The writer concurs in the view, stated with supporting considerations in the majority opinion, that Code, § 2228, has not been repealed by implication. However, if that statute (Code, § 2228) had been repealed by implication, the writer entertains the opinion that neither the revenue law nor any provision of it would be or was rendered invalid, under the due process clauses of the Constitutions, because of the mere omission to provide, expressly, for notice and opportunity to be heard before another and superseding assessment by the State Tax Commission should become final and conclusive. The doctrine conducive to this judgment is thus succinctly stated in Manufacturers' L. H. Co. v. Ott (D.C.) 215 Fed. 940, from which it was recently approvingly reproduced in Ex parte City of Birmingham, 199 Ala. 15, 74 So. 53:

"As the statute is silent on the subject, the presumption is that the Legislature intended the Commission to comply with the Constitution, not to violate it.
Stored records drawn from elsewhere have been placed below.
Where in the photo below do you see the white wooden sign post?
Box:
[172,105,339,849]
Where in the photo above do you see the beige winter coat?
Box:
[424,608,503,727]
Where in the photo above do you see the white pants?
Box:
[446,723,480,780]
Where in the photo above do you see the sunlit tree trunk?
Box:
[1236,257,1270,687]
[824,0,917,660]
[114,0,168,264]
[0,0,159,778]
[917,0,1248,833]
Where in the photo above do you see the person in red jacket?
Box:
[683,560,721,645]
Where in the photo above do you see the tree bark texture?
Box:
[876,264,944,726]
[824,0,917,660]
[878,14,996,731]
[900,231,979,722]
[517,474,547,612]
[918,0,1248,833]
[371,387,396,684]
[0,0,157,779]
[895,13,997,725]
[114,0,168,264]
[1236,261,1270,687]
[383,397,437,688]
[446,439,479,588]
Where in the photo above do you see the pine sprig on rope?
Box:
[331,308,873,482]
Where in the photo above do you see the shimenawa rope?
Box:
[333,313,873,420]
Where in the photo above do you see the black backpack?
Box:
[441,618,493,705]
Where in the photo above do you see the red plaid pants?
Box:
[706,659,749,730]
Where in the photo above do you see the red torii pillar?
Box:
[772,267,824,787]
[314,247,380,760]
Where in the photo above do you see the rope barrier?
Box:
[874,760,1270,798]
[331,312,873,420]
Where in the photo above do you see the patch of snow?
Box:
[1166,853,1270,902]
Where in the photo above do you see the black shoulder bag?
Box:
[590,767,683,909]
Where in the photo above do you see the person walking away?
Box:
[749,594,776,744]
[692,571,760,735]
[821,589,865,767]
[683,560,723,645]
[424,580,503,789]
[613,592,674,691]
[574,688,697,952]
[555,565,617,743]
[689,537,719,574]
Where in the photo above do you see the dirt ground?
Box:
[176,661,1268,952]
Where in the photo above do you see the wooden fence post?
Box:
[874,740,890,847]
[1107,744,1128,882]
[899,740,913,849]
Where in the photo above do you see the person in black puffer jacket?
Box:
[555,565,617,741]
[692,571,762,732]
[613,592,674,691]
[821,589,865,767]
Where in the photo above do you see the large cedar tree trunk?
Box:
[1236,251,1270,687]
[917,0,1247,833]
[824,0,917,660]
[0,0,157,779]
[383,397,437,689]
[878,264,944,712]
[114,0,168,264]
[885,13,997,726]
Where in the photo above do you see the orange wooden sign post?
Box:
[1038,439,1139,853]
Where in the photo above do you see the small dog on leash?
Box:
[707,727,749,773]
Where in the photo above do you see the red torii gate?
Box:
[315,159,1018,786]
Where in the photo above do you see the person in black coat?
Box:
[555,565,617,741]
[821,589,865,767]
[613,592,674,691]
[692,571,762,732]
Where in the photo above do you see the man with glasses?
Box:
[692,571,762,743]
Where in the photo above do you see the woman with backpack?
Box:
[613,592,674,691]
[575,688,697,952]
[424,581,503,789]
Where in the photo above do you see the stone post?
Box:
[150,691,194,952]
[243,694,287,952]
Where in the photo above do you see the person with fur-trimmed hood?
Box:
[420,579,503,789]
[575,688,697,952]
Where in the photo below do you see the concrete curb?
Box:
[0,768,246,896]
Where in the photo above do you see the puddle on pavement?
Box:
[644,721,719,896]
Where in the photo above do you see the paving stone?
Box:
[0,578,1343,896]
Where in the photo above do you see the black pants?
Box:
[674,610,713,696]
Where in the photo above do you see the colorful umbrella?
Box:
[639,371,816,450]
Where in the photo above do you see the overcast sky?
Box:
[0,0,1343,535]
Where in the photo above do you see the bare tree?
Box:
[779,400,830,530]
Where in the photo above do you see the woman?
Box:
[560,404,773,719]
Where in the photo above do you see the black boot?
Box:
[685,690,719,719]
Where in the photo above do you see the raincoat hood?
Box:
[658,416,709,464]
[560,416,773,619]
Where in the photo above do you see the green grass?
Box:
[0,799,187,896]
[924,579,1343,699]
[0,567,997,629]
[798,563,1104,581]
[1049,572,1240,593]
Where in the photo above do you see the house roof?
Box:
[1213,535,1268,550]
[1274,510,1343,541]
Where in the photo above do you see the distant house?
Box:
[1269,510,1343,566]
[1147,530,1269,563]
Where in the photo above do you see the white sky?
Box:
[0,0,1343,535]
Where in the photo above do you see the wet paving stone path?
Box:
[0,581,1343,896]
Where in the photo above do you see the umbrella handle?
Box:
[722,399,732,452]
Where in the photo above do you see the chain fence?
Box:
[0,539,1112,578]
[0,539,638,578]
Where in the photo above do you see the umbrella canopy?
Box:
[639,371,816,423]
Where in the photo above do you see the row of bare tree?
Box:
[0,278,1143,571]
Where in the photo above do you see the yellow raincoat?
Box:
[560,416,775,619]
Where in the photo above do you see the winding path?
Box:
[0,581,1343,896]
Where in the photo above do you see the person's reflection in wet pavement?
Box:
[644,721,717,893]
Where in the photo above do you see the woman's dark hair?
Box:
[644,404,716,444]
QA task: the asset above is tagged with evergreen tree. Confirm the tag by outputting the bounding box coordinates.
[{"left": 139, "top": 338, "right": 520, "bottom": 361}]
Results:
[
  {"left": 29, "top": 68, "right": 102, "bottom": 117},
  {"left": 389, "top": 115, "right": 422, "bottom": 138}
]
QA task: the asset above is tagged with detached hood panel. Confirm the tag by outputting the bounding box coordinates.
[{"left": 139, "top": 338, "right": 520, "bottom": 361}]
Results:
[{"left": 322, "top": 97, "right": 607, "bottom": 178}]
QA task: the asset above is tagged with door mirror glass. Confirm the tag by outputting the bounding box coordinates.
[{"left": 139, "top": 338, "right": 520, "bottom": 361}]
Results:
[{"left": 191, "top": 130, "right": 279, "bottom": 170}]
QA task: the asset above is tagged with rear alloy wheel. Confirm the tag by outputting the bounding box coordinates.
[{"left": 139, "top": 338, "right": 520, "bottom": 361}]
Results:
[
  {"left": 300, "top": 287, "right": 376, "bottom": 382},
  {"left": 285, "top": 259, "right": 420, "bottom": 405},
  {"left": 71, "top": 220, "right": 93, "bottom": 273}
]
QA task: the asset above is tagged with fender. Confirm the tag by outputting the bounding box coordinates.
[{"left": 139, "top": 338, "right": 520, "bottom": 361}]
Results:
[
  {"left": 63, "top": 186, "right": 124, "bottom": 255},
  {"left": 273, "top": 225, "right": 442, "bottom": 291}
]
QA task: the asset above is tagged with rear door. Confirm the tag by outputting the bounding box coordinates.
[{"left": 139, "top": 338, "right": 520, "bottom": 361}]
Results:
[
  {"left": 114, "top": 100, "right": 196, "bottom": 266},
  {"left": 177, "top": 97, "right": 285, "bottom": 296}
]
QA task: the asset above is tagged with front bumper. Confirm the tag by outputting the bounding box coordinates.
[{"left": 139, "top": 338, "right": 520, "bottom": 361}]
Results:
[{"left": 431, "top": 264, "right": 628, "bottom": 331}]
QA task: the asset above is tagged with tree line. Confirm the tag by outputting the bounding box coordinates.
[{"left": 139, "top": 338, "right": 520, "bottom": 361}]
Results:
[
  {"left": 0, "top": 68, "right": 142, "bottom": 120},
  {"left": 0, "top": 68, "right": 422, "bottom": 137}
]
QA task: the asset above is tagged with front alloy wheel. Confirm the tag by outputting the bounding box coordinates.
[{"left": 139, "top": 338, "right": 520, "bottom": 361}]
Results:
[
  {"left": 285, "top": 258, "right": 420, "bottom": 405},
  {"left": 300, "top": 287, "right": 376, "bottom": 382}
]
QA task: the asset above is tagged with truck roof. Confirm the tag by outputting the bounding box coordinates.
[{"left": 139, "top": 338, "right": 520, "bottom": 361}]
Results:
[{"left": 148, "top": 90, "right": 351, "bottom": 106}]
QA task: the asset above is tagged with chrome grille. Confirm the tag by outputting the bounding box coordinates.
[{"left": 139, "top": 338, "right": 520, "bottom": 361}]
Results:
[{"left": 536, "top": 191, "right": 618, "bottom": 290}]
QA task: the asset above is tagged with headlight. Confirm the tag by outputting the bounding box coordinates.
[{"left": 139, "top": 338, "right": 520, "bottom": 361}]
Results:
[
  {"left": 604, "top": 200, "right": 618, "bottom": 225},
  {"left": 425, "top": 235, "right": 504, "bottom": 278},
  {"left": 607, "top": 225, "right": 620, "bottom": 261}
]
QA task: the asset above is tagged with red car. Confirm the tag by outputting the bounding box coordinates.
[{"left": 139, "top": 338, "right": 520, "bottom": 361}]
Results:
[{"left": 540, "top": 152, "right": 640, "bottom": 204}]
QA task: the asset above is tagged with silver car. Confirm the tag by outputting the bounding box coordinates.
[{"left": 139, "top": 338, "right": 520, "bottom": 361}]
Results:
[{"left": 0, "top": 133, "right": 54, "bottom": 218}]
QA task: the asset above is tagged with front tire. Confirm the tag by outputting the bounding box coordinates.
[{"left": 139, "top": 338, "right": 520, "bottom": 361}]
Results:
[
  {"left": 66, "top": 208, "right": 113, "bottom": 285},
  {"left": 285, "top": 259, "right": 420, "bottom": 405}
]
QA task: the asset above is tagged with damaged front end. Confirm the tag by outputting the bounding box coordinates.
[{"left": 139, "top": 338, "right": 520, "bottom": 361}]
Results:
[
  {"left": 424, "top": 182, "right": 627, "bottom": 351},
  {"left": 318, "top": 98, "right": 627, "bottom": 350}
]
Such Commissions are under two laws, namely, the statute law of the state, which confers upon them certain powers over public service corporations, and the constitutional law of the state and of the United States, which requires that they shall exercise the powers conferred by statute only by due process of law; that is, after giving the companies due notice and opportunity to be heard, A statute is invalid which requires something to be done which is forbidden by the Constitution, but it cannot be essential to the validity of a statute that it should enjoin obedience to the Constitution."

This manifestly sound doctrine is set down, as upon ample authority in Town of West Hartford v. Coleman, 88 Conn. 78,89 A. 1120-1121.